In response to the Eating Food on an Airplane question (Does an airplane weigh less after the passengers have eaten their meals? - The Straight Dope), the loss of matter due to digestion is brought up, and the E=mc^2 equation is brought up and Cecil has us believe that it applies to all releases of energy. This is not the case. The simplest equation of combustion is:
CH4 + 2x O2 => C02 + 2x H2O + energy
This equation has no loss in mass (there are still 1 carbon, 4 hydrogen and 4 oxygen atoms on each side of the equation), yet, energy is released.
The energy is stored in the bonds of the molecules, and breaking the bonds and recreating them releases and uses energy. See the following near the end:
(The site won’t allow me to edit a message more than 5 minutes after posting…)
Cecil would have us believe that matter is converted directly to energy during digestion via the E=mc^2 equation. This is not the case. That equation only applies to nuclear reactions.
The URL I gave describes the amount of energy in the chemical bonds and the energy levels in the above formula.
Since E=mc2 is such a basic fact about space and time, it shouldn’t surprise you that it is carried out physically in almost everything we do.

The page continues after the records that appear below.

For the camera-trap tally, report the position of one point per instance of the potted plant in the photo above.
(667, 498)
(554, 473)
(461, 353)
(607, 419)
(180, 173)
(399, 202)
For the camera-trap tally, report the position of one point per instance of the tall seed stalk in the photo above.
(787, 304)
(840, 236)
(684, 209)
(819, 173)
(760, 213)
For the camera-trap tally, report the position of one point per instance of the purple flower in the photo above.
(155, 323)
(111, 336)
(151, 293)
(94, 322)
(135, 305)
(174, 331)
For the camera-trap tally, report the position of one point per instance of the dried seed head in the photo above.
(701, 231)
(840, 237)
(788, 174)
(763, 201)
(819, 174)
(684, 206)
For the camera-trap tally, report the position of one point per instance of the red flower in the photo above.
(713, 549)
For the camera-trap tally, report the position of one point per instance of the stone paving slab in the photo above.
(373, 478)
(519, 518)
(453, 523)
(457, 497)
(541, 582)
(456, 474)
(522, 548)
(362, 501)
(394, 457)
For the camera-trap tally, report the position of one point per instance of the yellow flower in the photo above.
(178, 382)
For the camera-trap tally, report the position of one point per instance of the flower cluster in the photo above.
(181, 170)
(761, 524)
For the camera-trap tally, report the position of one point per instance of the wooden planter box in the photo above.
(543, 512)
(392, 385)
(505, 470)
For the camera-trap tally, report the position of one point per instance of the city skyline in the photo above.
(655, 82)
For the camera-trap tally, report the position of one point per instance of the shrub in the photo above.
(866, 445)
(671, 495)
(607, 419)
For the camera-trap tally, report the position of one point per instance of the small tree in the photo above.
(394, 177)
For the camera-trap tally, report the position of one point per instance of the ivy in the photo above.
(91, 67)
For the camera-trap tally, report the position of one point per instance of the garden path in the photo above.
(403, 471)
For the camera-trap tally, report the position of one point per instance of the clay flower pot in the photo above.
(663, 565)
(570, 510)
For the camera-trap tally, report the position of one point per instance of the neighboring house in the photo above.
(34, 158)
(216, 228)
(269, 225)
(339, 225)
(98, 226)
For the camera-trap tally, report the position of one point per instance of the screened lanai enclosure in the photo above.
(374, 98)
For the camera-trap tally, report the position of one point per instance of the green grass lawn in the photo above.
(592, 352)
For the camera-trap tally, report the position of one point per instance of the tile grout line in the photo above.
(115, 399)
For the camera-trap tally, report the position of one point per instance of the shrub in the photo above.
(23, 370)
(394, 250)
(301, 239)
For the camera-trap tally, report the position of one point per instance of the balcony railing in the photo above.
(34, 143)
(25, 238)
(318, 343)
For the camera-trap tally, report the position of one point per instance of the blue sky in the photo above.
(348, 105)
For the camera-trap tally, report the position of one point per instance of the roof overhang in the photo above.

The frustrating thing is that the enormous size of c-squared makes us completely unaware of it! Even when the amount of energy (E) released in a chemical or nuclear reaction is large, the staggering size of c-squared (c2) means that the change in the mass of the material in the reaction (m) will be incredibly small. As an example, the energy released in chemical reactions when an average person shovels snow for one hour amounts to a mass loss (by E=mc2) of only 10 billionths of a gram! Link.
tshort, you’re right that the energy comes from the molecular bonds. However, Cecil is correct that E=mc[sup]2[/sup] still applies. The molecular bonds themselves contribute to the mass, however slightly. In the context of relativity, one generally speaks of inertial mass, which is the energy content of the system in the frame of reference where it has zero total momentum.
This might seem like a counterintuitive definition of mass, since a system’s total mass (as defined in this way) is not just the sum of the masses of the system’s constituents. But the advantage of this way of defining mass is that mass is always conserved.
I should add that when we’re talking about atoms and molecules the total mass of the system will very nearly be equal to the sum of the mass of its constituents. So it’s understandable that a chemist would treat mass in that way. But it’s not at all true at the level of protons, which have something like a hundred times more mass than their constituent quarks would have individually.
This shouldn’t really be surprising. After all, most of the energy in nuclear reactions (fission or fusion) comes from a process that preserves the number of protons, neutrons, and electrons (some energy comes from free neutron decay, but this is relatively small). This is fairly analogous to chemical reactions where each element must have the same count before and after. So even in the case of nuclear reactions, the mass difference is largely from the bond energy.
Exactly. The only difference is that of degree, in that the mass difference (i.e. “mass defect”) in nuclear reactions is measurable, whereas the mass difference in chemical reactions is not. However, this is not because mass-energy equivalence does not apply in chemical reactions, but simply because the amount of energy involved in chemical reactions is orders of magnitude less than that of nuclear reactions.